Burns, the evil owner of the Springfield power plant, has a final showdown with Bart Simpson (Leslie Ann Sheppard) on the boat as Bart's family is caught up in the middle of the conflict.

Bart experiences a significant loss that turns into a valuable life lesson from Mr. Burns – Move forward even after you conquer the battle alone, eagerly move forward. Who won the competition, you may ask, well come see for yourself.


Wit's 2015 Chicago premiere of Mr. Burns was one of the company's most acclaimed productions ever, and post-pandemic, it couldn't be more prescient. Wit's new production revival also reunites many of the original cast and creative team.


Theater Wit Artistic Director Jeremy Wechsler is thrilled to be back directing. Returning cast members Daniel Desmaris, Andrew Jessop, Tina Muñoz Pandya, and Leslie Ann Sheppard are joined by Eileen Doan, Ana Silva, Jonah D. Winston, and Will Wilhelm, making their Theater Wit debut.


The music is by Michael Friedman. The production team includes Eugene Dizon, musical director; Brigitte Ditmars, choreography; Joe Schermoly, set; Heather Gilbert, lights; Mara Blumenfeld, costumes; Jonathan Berg-Einhorn, props; David Woolley, fight choreography; and Katie Klemme, stage manager.


In the end, the most prominent message is, what side do you choose, Love or Hate? Even when we are faced with life, hard lessons, and loss, we move forward in life. Love is what keeps the memories alive, for there are people on earth and the other side cheering you on.
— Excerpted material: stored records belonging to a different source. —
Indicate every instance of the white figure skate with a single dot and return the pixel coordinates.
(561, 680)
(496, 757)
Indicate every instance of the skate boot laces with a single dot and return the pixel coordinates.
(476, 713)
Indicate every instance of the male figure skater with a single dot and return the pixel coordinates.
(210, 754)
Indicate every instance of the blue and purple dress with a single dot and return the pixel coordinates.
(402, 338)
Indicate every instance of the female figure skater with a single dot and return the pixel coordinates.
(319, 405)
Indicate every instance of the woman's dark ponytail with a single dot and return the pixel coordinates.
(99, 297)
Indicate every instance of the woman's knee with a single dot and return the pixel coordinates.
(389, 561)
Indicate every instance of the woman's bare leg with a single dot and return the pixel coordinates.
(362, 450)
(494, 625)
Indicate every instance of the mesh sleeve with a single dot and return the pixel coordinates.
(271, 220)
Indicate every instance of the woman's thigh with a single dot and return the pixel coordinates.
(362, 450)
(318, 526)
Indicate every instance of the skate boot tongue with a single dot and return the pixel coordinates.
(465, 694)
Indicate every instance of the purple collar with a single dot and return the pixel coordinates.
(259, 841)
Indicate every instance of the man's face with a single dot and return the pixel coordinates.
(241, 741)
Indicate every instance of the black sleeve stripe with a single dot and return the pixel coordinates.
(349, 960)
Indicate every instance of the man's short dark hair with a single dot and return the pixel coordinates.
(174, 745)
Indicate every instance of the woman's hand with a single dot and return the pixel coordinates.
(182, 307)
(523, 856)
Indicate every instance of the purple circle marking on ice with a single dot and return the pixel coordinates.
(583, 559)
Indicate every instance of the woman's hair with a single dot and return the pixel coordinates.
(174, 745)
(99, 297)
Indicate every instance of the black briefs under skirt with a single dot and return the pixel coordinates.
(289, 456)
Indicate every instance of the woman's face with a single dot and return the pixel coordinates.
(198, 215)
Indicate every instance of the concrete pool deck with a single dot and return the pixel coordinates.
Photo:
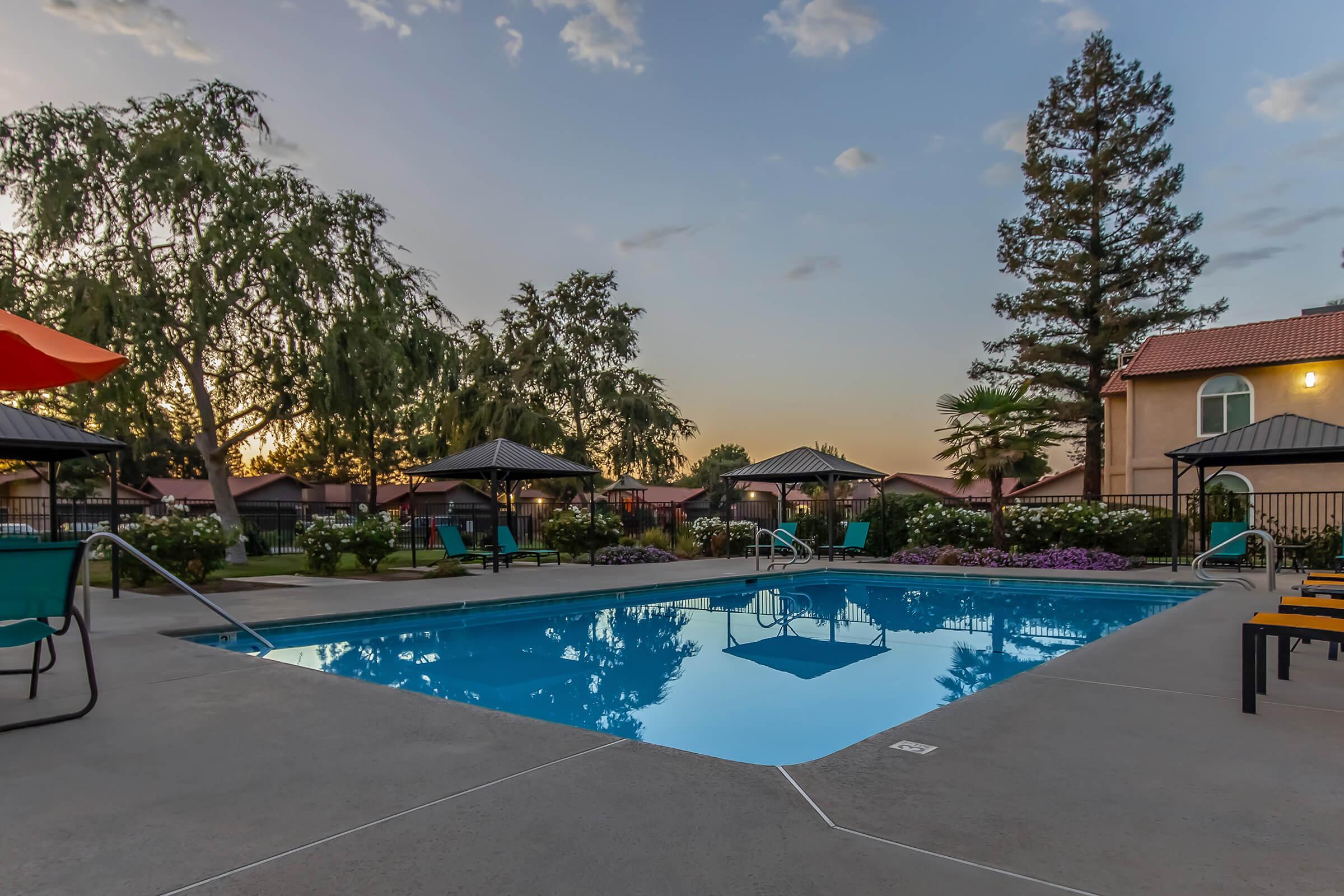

Performances start this Friday, September 10: Wednesday, Thursday, Friday, and Saturday at 7 p.m.; Sunday at 2:30 p.m. Regular performances are $36-$54. Theater Wit is located at 1229 N. Belmont Ave., in the Belmont Theatre District in Chicago's Lakeview neighborhood. For tickets and information, visit TheaterWit.org or call (773) 975-8150.

 

  • Note: Everyone (including audience members) at Theater Wit is required to be vaccinated to enter the building. Each audience member over 11 years of age must show proof of vaccination at the door for admittance. Electronic photos and copies are acceptable. If you are unable to be vaccinated for any reason, you may show negative results from a PCR test for COVID-19 administered in the last 48 hours as an alternative. Unvaccinated patrons must remain masked for the duration of their visit. Visit TheaterWit.org for more details.